Thanks for using the Jiskha boards. I hope this clears up any misunderstandings. Please follow up with anything you don't understand.

will it be
NH3 (aq) = NH4OH

NH4OH + CuCl2 --> Cu(NH3)Cl2 + H2O ?

I'm doing a lab on equilibriums with this equation, well actually we have to find the equation, but he did say that [Cu(H2O)6]+2 and [Cu(NH3)4(H20)2]+2 would be involved like you said, but some where in between these two he said there is some Cu(OH)2, which results from adding a little NH4OH to the CuCl2, uppon addin't more though it finally becomes what you had as your product, any idea what that middle step might be?

NH3(aq) --> NH4OH

NH4OH + CuCl2 --> Cu(OH)2 + NH4Cl
First a massive precipitate forms (the copper hydroxide), however as more ammonia is added the equilibrium shifts
to the diaquatetrammine copper(II) complex.
Your best guess:
CuCl2(aq) + 6NH3(aq) -->[Cu(NH3)4(H2O)2]2+ + N2(g) + 2HCl

I'd think that this is a more probable reaction:
CuCl2(aq) + 4NH3(aq)-->[Cu(NH3)4(H2O)2]2+ Cl2 , try smelling the products :)
(if you have the means to make them)

Based on the information you provided, it seems like there is an intermediate step involving the formation of Cu(OH)2. Here's the possible reaction pathway:

1. CuCl2(aq) + 2NH4OH(aq) → Cu(OH)2(s) + 2NH4Cl(aq)
In this step, CuCl2 reacts with NH4OH to form Cu(OH)2 (a precipitate) and NH4Cl.
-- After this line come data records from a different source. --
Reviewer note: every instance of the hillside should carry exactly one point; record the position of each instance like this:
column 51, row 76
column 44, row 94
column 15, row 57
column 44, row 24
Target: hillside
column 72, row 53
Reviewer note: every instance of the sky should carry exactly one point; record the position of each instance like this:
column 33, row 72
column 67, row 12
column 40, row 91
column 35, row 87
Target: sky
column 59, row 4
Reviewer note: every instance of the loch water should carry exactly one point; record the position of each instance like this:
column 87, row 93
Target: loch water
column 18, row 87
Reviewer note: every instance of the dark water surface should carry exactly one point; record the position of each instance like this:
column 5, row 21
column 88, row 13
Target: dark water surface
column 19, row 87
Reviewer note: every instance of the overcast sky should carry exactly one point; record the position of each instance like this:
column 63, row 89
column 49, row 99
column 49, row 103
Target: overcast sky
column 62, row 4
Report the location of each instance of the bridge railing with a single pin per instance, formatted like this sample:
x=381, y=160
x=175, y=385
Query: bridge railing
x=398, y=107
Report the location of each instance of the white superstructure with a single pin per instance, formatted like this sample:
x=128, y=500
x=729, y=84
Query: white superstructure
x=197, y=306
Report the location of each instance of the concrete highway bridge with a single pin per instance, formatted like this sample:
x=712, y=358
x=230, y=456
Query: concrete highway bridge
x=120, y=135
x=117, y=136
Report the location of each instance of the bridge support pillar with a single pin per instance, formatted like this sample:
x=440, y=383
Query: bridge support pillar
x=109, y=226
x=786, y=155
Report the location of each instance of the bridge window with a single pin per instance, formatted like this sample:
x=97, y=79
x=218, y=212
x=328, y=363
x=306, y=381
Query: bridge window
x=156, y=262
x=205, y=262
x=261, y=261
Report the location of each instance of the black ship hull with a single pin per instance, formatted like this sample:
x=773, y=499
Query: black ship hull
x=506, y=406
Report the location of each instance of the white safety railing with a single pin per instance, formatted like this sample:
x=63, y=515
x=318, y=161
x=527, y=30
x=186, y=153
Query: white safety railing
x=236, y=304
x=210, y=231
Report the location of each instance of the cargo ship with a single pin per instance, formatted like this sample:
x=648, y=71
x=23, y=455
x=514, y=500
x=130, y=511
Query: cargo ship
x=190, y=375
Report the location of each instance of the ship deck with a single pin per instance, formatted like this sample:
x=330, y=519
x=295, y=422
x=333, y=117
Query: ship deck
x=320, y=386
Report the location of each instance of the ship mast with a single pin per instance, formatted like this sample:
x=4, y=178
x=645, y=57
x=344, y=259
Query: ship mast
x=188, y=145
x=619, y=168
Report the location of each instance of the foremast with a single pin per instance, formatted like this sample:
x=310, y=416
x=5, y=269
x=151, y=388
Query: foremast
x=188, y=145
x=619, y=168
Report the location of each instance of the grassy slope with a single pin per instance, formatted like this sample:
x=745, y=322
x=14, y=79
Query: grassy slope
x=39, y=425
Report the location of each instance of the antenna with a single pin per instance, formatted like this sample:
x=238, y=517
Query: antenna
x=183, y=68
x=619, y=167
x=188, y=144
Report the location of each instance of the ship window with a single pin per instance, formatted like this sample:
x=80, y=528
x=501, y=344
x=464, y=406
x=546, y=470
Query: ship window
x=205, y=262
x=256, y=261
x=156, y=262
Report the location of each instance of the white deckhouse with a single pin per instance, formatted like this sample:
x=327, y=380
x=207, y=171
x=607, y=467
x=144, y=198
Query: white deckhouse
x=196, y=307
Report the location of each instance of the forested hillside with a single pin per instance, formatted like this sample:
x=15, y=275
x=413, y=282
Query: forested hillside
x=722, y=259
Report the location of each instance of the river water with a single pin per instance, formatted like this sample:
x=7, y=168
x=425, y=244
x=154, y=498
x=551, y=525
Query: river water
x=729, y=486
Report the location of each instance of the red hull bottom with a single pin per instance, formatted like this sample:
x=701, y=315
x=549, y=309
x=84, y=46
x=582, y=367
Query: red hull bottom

2. Cu(OH)2(s) + 4NH3(aq) → Cu(NH3)4(OH)2(s) + 2H2O(l)
Cu(OH)2 reacts with NH3 to form a complex ion Cu(NH3)4(OH)2 (a precipitate) and water.

3. Cu(NH3)4(OH)2(s) + HCl(aq) → [Cu(NH3)4(H2O)2]2+(aq) + 2Cl^-(aq)
Cu(NH3)4(OH)2 reacts with HCl to form the desired complex ion [Cu(NH3)4(H2O)2]2+ and chloride ions.

Overall, the reaction can be summarized as:
CuCl2(aq) + 6NH3(aq) + 2NH4OH(aq) + HCl(aq) → [Cu(NH3)4(H2O)2]2+(aq) + 2Cl^-(aq) + 2NH4Cl(aq) + 2H2O(l)

I think the answer is just simply like this:

NH3(aq) --> NH4OH
NH4OH + CuCl2 --> Cu(OH)2 + NH4Cl

well this sucks. i have to write a lab report on this. i know the above reacton forms a blue soilution, and cu(no3)2 is blue in water...hmmm...

There is no answer because both ionic compounds are aqeous or soluble.